С того момента Рим перестал быть городом, народ которого имел тот же дух, тот же интерес, ту же любовь к свободе, то же почтение к Сенату. Народ Италии, став гражданами, принес туда свои нравы, свои отдельные интересы, свою зависимость от какого-нибудь соседнего покровителя. Город, раздираемый разделениями, больше не составлял целого; и поскольку подавляющее большинство граждан были таковыми лишь по своего рода фикции, не имели ни тех же магистратов, ни тех же стен, ни тех же храмов, ни тех же богов, ни тех же мест погребения, Рим больше не видели теми же глазами; нераздельная любовь к отечеству исчезла; Рима больше не было. Жителей целых провинций и городов привозили в столицу, чтобы подать свои голоса или заставить других подать их; народные собрания выродились в огромные заговоры, отряд или мятежная банда узурпировали священное имя комиций; власть народа, их законы, даже они сами стали простой химерой; и анархия дошла до такой точки, что стало невозможно сказать, издал ли народ постановление или нет. Писатели никогда не устают рассуждать о разделениях, которые погубили Рим; но они не видели, что эти разделения всегда существовали и всегда должны существовать в свободном сообществе. Только величие республики было причиной зла, превращая народные бунты в гражданские войны. Фракционность была неизбежна в Риме; его воины, такие свирепые, такие гордые, такие грозные за границей, не могли быть умеренными дома. Ожидать в свободном государстве людей, одновременно смелых на войне и робких в мире, — значит искать невозможного. Можно принять как твердый принцип, что везде, где вы видите всех спокойными в государстве, которое носит имя республики, свобода там давно угасла». — Гл. 9.

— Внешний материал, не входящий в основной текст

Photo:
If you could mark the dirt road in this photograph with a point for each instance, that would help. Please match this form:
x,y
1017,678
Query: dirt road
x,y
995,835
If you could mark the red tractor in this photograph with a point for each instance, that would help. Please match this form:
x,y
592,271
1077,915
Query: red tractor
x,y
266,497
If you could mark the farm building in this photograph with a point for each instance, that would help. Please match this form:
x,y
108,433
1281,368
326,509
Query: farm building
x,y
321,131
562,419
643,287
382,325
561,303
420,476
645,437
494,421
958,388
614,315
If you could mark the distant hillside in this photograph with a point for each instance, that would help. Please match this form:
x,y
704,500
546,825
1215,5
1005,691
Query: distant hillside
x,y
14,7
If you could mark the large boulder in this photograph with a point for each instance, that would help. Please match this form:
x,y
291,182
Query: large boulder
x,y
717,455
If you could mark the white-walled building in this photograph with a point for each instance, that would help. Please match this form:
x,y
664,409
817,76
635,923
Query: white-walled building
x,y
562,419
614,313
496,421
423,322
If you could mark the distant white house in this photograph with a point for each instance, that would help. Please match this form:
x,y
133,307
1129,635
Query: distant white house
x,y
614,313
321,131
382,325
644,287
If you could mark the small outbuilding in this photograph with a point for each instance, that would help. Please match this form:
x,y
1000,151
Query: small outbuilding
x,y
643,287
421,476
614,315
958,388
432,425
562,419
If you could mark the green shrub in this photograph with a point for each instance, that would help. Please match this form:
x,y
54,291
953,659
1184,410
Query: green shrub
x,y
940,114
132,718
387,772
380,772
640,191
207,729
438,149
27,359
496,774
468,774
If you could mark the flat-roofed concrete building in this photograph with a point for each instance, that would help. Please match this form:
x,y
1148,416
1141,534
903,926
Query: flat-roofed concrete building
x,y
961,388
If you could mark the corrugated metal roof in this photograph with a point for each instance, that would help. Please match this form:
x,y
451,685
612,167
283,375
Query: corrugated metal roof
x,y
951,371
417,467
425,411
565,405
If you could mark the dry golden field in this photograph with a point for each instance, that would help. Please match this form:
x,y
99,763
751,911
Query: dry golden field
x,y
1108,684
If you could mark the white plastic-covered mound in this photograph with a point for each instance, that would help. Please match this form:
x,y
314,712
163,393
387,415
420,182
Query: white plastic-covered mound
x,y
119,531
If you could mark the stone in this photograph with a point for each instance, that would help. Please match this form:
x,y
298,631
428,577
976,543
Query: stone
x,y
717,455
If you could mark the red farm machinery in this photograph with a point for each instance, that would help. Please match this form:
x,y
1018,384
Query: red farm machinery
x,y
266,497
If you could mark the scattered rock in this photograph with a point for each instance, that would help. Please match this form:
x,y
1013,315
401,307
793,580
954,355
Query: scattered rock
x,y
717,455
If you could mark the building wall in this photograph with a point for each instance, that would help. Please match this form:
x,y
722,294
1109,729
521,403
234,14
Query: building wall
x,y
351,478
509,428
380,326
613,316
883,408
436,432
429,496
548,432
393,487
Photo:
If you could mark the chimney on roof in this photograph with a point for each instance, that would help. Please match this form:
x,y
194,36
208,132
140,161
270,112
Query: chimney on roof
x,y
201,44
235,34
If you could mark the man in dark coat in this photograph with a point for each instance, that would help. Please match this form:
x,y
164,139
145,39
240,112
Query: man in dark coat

Представительная система спасла Великобританию и Америку от этих ужасных народных комиций, в которых, как верно сказал Монтескье, толпы народа становились конвульсиями империи; и которые разорвали на части Польшу в наше время, как это было с Римом в древние времена. Но не существует ли реальное зло, несмотря на это освобождение от фактического бунта, в представительном правительстве великой империи, так же как и в бурных комициях переросшей свои границы республики? Это не просто раздор на улицах и пролитие крови в гражданской войне, как бы плохо это ни было, и как бы верно «bellum plusquam civile» не превосходило все другие в своем ужасе, — это не единственное зло. Разделение интересов, пренебрежение общими целями в борьбе за индивидуальное возвышение, тирания одного класса другим — вот что действительно растворяет национальные узы в любом широко распространенном и свободном сообществе. Мы видим, как этот источник раздора действует с такой же силой в разделенном представительстве великих народных государств, как и в кровавых столкновениях римского форума или на равнине Воло в Польше. Нуллификация Южной Каролины, ненавистный тариф Америки, яростные требования отмены унии в Ирландии, принесение в жертву сельскохозяйственных и производственных интересов коммерческим и денежным в Великобритании доказывают, что эти пороки находятся в полном действии среди нас самих, так же как и у наших потомков на другой стороне Атлантики. Существует смешение языков и отделение человечества от чрезмерного слияния интересов, так же как и индивидов. У Провидения есть верный способ наказать эгоизм и самонадеянность людей, которые стремятся построить Вавилон человеческой конструкции; и это — оставить их наедине с последствиями их собственного расточительства.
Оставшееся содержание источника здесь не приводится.